Below are some resources that I have found useful related to data science, data visualization, and computational biology. These mostly pertain to the R environment.

Newsletters and Blogs

  1. Subscribe to Monday morning data science (MMDS) - weekly newsletter with updates on R and data science news and resources

  2. Subscribe to R-bloggers as a way to learn about new tools

  3. The Simply statistics blog has updates from leading academic data scientists

Research workflow - best practices

  1. Cookie cutter data science - provides template for data science project file structure

    • there are other opinions/examples on how to do this. Might be best to pick one and then organize this the same way for all your projects. Even better if you use a R package that can create this project structure automatically, like workflowR.
  2. Peerj - practical data science. This is a collection of articles that discuss best practices for data collection and analysis.

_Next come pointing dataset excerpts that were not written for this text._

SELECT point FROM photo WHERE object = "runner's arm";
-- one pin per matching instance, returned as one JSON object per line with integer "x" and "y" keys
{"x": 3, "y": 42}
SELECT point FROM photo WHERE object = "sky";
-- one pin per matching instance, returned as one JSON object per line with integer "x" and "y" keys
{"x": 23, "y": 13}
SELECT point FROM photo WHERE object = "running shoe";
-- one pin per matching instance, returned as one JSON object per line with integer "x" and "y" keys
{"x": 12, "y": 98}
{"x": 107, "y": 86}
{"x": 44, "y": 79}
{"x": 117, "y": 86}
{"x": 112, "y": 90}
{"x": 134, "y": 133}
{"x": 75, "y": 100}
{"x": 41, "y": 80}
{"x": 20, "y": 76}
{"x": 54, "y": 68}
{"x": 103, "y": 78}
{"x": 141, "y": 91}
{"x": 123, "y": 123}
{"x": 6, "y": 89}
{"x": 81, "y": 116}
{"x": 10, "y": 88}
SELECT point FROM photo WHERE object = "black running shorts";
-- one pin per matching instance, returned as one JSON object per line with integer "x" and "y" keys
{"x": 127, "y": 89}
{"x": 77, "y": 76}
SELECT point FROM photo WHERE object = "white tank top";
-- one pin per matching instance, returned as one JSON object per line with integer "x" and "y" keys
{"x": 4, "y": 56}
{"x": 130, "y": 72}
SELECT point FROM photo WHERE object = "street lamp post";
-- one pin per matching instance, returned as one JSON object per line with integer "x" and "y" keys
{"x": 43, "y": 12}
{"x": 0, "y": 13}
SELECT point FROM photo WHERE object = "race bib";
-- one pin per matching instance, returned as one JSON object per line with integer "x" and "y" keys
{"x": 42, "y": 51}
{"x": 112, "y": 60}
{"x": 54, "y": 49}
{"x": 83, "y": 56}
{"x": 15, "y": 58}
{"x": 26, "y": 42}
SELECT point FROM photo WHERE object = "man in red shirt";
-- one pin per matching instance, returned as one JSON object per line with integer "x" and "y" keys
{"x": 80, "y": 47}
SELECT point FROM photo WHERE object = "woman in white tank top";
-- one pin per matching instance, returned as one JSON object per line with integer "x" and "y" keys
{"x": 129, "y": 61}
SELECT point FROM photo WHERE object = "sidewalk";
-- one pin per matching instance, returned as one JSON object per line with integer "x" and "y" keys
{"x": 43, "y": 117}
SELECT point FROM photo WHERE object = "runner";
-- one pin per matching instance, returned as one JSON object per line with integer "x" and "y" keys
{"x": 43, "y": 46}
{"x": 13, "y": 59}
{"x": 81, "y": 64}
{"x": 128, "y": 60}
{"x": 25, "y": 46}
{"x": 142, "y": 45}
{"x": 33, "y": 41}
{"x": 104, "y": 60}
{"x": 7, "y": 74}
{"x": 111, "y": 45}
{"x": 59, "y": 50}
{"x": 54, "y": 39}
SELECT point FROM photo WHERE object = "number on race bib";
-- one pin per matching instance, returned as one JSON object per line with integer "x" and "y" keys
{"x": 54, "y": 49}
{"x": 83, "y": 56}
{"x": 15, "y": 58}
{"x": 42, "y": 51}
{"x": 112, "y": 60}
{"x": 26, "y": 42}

  3. A guide to getting RStudio set up on Amazon Web Services

  4. eLife’s computationally reproducible articles blend manuscript with editable code and interactive figures. They recommend the use of [Stencila Desktop](), a free online manuscript editor.

Courses

  1. Audit this series of courses: Data science specialization on coursera

  2. Take the Stanford edX course on statistical learning. Very comprehensive - includes videos, a free book, and R code examples.

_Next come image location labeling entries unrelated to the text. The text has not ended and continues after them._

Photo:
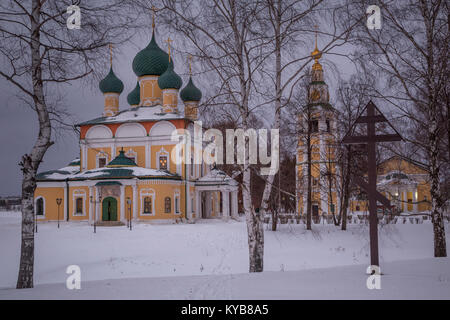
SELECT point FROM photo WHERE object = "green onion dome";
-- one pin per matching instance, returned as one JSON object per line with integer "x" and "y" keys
{"x": 151, "y": 61}
{"x": 169, "y": 79}
{"x": 111, "y": 83}
{"x": 134, "y": 97}
{"x": 190, "y": 92}
{"x": 121, "y": 161}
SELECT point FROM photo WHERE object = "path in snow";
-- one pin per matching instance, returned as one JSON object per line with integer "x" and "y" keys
{"x": 413, "y": 279}
{"x": 209, "y": 247}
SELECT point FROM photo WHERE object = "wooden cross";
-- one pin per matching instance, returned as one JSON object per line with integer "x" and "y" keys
{"x": 190, "y": 64}
{"x": 110, "y": 54}
{"x": 316, "y": 27}
{"x": 154, "y": 9}
{"x": 372, "y": 117}
{"x": 168, "y": 45}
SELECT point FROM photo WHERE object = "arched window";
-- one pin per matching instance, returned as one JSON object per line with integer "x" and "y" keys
{"x": 79, "y": 205}
{"x": 167, "y": 205}
{"x": 40, "y": 207}
{"x": 148, "y": 205}
{"x": 163, "y": 162}
{"x": 101, "y": 162}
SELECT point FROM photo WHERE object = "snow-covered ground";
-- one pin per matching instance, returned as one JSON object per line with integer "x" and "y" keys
{"x": 172, "y": 259}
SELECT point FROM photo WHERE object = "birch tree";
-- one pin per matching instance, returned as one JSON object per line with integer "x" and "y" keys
{"x": 38, "y": 51}
{"x": 222, "y": 36}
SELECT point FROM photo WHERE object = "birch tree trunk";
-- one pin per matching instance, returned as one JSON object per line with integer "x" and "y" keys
{"x": 276, "y": 124}
{"x": 30, "y": 162}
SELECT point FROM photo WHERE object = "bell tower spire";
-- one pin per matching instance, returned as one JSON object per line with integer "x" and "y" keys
{"x": 318, "y": 88}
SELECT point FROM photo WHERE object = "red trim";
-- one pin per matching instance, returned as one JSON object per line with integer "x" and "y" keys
{"x": 178, "y": 123}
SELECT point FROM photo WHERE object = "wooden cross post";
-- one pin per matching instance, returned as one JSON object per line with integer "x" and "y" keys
{"x": 154, "y": 9}
{"x": 190, "y": 64}
{"x": 371, "y": 186}
{"x": 169, "y": 41}
{"x": 110, "y": 54}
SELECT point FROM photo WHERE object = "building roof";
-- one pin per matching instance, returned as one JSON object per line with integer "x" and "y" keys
{"x": 152, "y": 60}
{"x": 72, "y": 173}
{"x": 216, "y": 177}
{"x": 137, "y": 114}
{"x": 121, "y": 161}
{"x": 111, "y": 83}
{"x": 169, "y": 79}
{"x": 190, "y": 92}
{"x": 413, "y": 162}
{"x": 134, "y": 97}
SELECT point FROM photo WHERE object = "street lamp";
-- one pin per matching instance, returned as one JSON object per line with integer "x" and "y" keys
{"x": 129, "y": 213}
{"x": 58, "y": 202}
{"x": 91, "y": 199}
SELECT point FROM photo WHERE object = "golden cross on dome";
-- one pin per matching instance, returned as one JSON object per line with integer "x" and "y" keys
{"x": 168, "y": 45}
{"x": 190, "y": 64}
{"x": 317, "y": 30}
{"x": 110, "y": 54}
{"x": 154, "y": 9}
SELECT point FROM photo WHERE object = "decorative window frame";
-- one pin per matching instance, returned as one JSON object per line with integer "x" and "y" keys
{"x": 101, "y": 154}
{"x": 176, "y": 196}
{"x": 162, "y": 152}
{"x": 43, "y": 207}
{"x": 170, "y": 203}
{"x": 132, "y": 153}
{"x": 78, "y": 193}
{"x": 147, "y": 193}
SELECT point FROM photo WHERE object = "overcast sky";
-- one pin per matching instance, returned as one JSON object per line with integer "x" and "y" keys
{"x": 18, "y": 122}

  3. An understanding of statistics (e.g. linear models, dimensionality reduction, permutations) and linear algebra help with doing computational biology. Essential linear algebra and statistics are offered by this course. Knowing the basics of calculus is also helpful.

  4. A sequence of courses offered by Rafa Irizarry on edX in R for genomics

  5. R for Data Science. A comprehensive guide to how to do data science. Covers everything from data import to statistical modeling, visualization, and communication of results. Provides both the big picture and details through worked examples. Explains “tidyverse” principles. Only downside is there’s not a focus on life sciences.

Genomics databases

  1. Genomics databases available online - there’s a wealth of knowledge out there. Wikipedia has a good list, and so does CSHL.

Twitter

  1. #hiddencurriculum hashtag on Twitter - discusses insights into graduate school that people wish they knew when they started.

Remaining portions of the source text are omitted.